Pepi e Pino. Due pennelli diversi di luce, due fiotti intensi e controllati dal diaframma, dall’inquadratura, dallo scatto che dimostra come la fotografia, soprattutto in bianco e nero, sia stata l’arte del XX secolo. Ed è interessante notare che, quando entrambi invece del b/n usano il colore, lo fanno in sottotono, senza esasperare le cromie, con quella dolcezza tutta italiana dell’arte pittorica. Una cromia che è quasi un bianco e nero, e che poco concede al colore. Dietro le loro macchine fotografiche (Zeiss, Rolleiflex, Hasselblad, Leica, Nikon, Canon) quello che conta è stato lo sguardo, e dietro lo sguardo il pensiero, la volontà, lo stupore di fronte al soggetto. E ancora l’amore, la passione per il proprio lavoro. E poi il rigore. La pulizia. Non una sbavatura, una sciatteria, una casualità, un ripensamento. Scegliere solo il meglio. Avere il meglio da scegliere. Chi non ha non da niente. Chi molto ha molto può dare. Pino e Pepi son stati ricchissimi di tutte le doti che fanno il buon fotografo, ma anche e soprattutto che fanno l’uomo buono. L’uomo buono, il buon fotografo, che guarda solo il bene, ha occhi solo per il bello, non si attarda nel torbido ma cerca quell’unica cosa che fa la fotografia: la giusta luce.

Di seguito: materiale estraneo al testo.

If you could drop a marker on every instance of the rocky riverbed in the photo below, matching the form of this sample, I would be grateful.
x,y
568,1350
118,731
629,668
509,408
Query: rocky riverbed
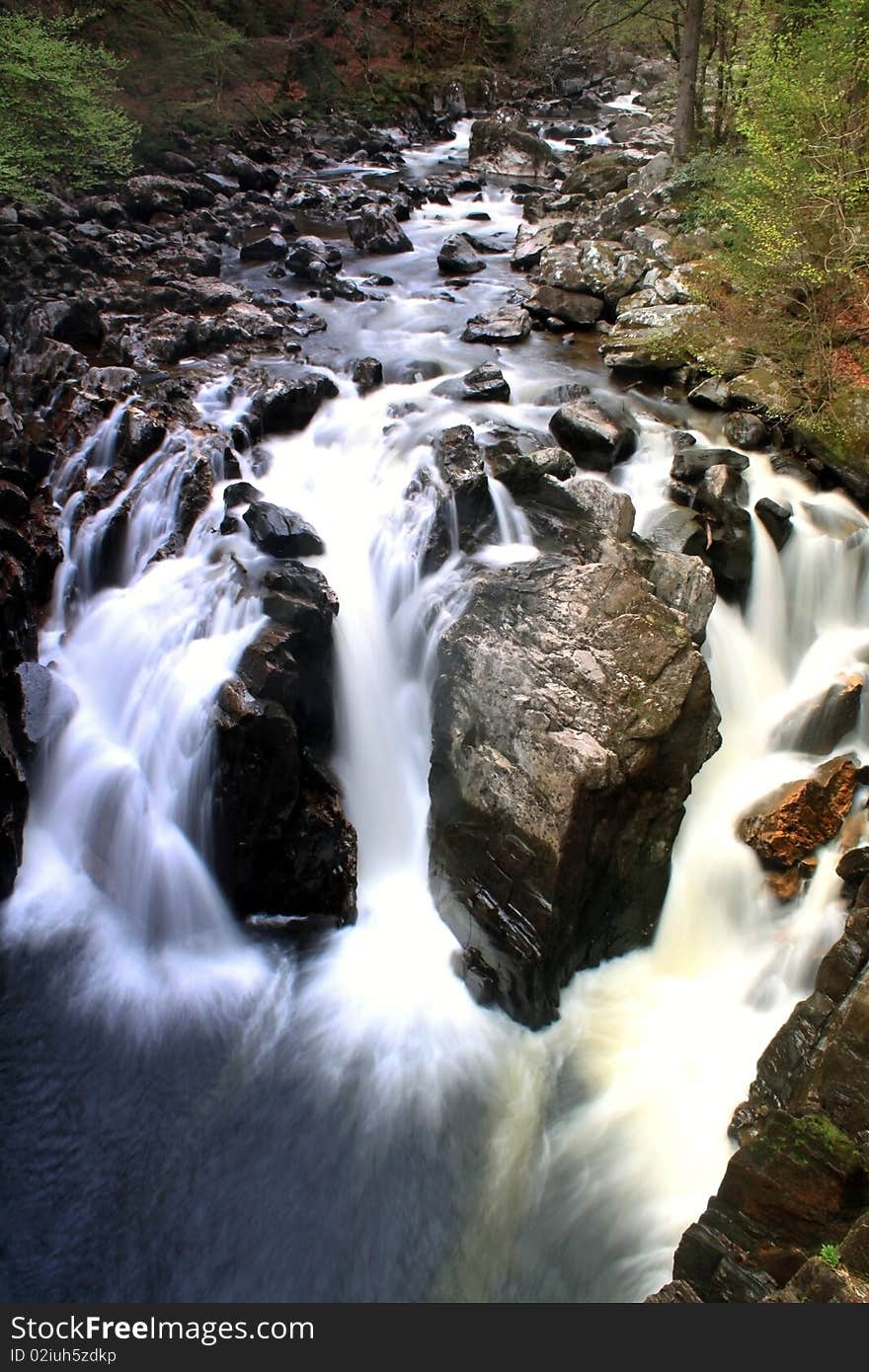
x,y
162,334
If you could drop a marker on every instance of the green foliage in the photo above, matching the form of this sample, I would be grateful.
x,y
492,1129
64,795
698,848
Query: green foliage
x,y
797,197
58,116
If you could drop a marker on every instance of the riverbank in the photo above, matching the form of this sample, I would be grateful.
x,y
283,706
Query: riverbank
x,y
240,330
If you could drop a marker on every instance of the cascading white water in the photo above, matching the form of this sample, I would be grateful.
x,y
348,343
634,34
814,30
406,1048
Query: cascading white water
x,y
608,1129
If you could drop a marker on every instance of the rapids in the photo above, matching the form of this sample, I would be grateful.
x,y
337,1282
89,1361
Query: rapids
x,y
189,1118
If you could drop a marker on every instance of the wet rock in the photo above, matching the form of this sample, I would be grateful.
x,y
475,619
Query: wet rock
x,y
570,306
822,724
287,407
281,533
510,324
368,373
267,246
760,389
313,260
375,229
746,429
690,461
854,865
600,175
592,436
150,195
523,472
591,267
13,807
139,435
686,586
283,843
531,245
570,713
784,1193
728,541
484,383
77,323
502,147
790,823
776,519
194,496
249,176
457,257
240,493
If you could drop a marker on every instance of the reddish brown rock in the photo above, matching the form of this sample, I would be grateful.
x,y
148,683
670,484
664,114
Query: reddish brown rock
x,y
794,820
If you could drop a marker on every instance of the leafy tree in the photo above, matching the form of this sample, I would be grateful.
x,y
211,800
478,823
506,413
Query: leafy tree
x,y
58,116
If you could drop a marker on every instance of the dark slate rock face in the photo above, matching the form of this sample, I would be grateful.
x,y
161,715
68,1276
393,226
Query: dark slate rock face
x,y
572,711
283,844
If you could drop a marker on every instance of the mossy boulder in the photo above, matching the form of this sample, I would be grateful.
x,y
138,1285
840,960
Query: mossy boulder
x,y
839,438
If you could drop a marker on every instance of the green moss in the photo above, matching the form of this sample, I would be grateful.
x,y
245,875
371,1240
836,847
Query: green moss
x,y
839,433
806,1140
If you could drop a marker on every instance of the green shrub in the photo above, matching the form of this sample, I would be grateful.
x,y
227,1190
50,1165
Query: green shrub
x,y
58,116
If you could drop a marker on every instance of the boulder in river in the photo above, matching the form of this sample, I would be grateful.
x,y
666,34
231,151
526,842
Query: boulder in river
x,y
592,436
368,373
502,147
457,257
570,306
794,820
283,845
510,324
746,429
288,405
313,260
592,267
570,713
375,229
281,533
482,383
264,246
776,519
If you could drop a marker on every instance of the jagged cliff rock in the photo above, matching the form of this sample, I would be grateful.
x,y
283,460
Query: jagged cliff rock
x,y
572,711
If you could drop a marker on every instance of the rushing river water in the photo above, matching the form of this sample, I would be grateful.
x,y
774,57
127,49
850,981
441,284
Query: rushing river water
x,y
187,1118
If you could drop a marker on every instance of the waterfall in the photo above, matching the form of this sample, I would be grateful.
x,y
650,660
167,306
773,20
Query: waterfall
x,y
576,1156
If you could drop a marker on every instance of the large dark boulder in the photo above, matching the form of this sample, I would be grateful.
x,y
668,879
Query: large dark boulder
x,y
572,711
503,147
285,407
375,229
510,324
457,257
281,533
593,438
283,844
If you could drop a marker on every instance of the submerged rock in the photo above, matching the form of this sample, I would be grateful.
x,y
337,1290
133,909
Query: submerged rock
x,y
790,823
281,533
570,713
502,147
510,324
457,257
375,229
592,436
283,845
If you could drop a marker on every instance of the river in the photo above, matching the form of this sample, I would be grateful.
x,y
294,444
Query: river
x,y
189,1118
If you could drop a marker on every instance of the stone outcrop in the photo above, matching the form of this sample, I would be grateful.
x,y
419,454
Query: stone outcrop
x,y
790,1221
799,816
572,711
283,845
502,147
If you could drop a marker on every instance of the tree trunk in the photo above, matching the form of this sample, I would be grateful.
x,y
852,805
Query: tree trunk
x,y
689,55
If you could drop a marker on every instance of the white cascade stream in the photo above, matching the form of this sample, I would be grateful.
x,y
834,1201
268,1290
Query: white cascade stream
x,y
605,1132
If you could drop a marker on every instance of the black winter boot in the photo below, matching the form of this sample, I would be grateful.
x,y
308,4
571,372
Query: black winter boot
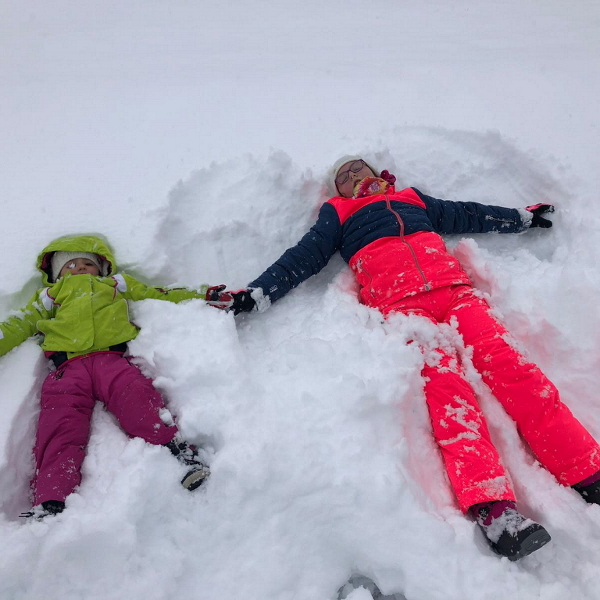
x,y
589,489
508,532
188,455
49,507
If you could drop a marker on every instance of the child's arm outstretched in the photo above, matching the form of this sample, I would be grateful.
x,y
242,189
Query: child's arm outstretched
x,y
22,324
132,289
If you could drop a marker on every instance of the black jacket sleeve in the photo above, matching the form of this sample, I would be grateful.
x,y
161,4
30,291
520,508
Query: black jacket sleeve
x,y
450,217
303,260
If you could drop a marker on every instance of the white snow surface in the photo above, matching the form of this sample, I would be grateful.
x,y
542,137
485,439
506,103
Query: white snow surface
x,y
197,137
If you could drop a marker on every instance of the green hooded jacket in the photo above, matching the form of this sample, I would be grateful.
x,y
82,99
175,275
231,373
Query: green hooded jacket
x,y
79,314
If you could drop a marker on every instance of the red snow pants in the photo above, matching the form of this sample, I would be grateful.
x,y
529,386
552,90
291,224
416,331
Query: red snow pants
x,y
67,402
558,440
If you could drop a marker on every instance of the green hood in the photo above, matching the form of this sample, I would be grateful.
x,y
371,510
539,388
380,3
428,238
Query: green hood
x,y
96,244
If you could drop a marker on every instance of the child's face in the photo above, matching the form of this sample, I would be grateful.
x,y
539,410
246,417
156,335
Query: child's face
x,y
80,266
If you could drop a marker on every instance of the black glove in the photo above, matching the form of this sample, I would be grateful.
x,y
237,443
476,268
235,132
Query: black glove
x,y
239,301
537,210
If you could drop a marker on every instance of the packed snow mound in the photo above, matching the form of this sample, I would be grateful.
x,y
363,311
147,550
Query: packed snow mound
x,y
312,415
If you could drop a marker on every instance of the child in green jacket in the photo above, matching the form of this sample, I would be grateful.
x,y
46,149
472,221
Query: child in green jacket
x,y
82,314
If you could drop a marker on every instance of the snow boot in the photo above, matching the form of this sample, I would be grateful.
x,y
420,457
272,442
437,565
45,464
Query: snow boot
x,y
49,507
508,532
589,489
358,581
188,455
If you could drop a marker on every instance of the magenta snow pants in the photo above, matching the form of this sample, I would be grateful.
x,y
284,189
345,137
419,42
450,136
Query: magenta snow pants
x,y
558,440
67,402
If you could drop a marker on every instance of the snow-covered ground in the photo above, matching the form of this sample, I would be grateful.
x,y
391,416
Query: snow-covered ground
x,y
197,136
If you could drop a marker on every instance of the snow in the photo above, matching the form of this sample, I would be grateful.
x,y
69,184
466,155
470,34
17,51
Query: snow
x,y
197,137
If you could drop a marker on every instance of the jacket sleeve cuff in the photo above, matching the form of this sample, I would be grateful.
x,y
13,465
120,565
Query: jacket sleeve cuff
x,y
526,217
262,302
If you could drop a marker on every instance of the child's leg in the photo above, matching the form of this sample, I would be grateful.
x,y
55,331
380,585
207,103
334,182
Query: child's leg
x,y
131,397
557,438
63,432
472,462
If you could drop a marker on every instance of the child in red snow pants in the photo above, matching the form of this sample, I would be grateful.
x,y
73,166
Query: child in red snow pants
x,y
558,440
67,402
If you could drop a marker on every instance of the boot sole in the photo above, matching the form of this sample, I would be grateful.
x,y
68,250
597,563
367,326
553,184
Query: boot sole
x,y
531,543
194,480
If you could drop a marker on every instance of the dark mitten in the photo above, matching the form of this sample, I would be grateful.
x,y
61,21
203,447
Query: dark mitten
x,y
537,210
239,301
242,302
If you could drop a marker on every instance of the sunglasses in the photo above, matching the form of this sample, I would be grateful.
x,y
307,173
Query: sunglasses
x,y
355,167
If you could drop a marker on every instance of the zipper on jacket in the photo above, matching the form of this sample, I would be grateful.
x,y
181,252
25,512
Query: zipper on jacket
x,y
359,265
408,244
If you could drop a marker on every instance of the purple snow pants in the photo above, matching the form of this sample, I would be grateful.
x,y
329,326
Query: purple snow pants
x,y
67,402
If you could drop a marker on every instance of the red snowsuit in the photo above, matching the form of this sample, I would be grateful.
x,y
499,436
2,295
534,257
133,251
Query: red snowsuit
x,y
392,243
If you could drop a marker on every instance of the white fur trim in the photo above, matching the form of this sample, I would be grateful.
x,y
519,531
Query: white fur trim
x,y
262,302
121,283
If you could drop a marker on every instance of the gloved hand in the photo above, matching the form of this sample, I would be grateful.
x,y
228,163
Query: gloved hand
x,y
239,301
538,210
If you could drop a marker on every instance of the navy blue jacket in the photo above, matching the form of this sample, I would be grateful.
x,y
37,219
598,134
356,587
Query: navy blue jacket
x,y
391,241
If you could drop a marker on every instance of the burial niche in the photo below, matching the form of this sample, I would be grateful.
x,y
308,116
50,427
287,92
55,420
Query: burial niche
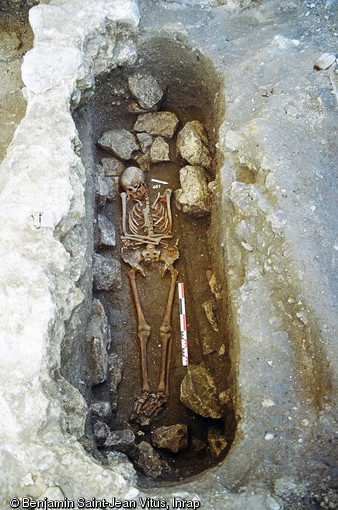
x,y
154,128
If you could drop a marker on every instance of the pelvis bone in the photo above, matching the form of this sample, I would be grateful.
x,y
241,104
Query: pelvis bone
x,y
147,238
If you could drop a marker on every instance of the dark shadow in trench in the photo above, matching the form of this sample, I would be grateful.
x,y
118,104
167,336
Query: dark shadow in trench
x,y
192,90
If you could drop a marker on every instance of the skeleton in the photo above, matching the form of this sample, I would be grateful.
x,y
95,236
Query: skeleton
x,y
147,237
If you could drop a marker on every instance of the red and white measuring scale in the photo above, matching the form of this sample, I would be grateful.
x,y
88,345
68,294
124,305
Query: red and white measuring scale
x,y
183,323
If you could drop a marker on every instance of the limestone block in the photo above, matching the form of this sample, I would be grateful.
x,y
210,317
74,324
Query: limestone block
x,y
143,161
9,44
199,392
106,272
145,140
120,142
192,144
159,150
194,196
145,89
173,438
106,232
101,409
157,123
101,432
115,376
112,166
75,409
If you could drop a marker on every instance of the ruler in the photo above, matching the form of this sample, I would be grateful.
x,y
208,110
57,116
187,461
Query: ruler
x,y
183,323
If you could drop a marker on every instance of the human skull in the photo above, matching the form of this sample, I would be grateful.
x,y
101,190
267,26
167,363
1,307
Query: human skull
x,y
133,182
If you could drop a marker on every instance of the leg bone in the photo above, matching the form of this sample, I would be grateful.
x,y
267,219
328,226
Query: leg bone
x,y
143,334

Pino e Pepi ora sono nella Luce. Una luce piena, totale. Una luce libera da quei diaframmi che ci costringono a filtrarla, qui su questa terra, per evitare di esserne accecati. Ecco. A noi hanno entrambi regalato una luce garbata, come i loro animi. Una volta Pepi mi ha prestato le sue foto per un libro di poesie, senza condizioni. E Pino quando mi ha chiesto un’introduzione al suo libro “Cascate di luce” senza controllare neppure una parola di quanto scrivevo per lui. Libertà, fiducia, amicizia. Ecco, di fronte a uomini così ci si sente a casa. E quella loro “casa” ci manca. Hanno fissato i loro cavalletti in tutte le direzioni per fare del mondo la nostra casa comune. Frammenti di bellezza, scaglie di luce in Veclani. E in Merisio la morbida naturalezza di uomini e donne e bambini impegnati nei mestieri dei campi, della stalla, della bottega e delle prime fabbriche del secolo scorso.
Molto superficialmente si potrebbe dire che Merisio è stato il fotografo della storia e Veclani il fotografo della natura. Il fotoreporter e il poeta. L’ottico e il giornalista. Ma non è vero. I ruoli si invertono in chi è veramente grande. Henry Cartier Bresson fermava l’attimo e lo trasformava in storia. Così un volto di Merisio o un paesaggio di Veclani si saldano in un’unica filosofia di visione. Quando Pino ferma l’attimo di una nuvola o di un torrente di montagna lo trasforma in storia, in quanto fatto irripetibile, documentato, condivisibile da tutti. Storia e natura nei grandi fotografi si danno la mano. A noi restano non solo le loro fotografie da rivedere, rileggere, ripensare. A noi restano soprattutto i volti di Pino e Bepi aperti alla Luce piena, come fiori nel Mattino.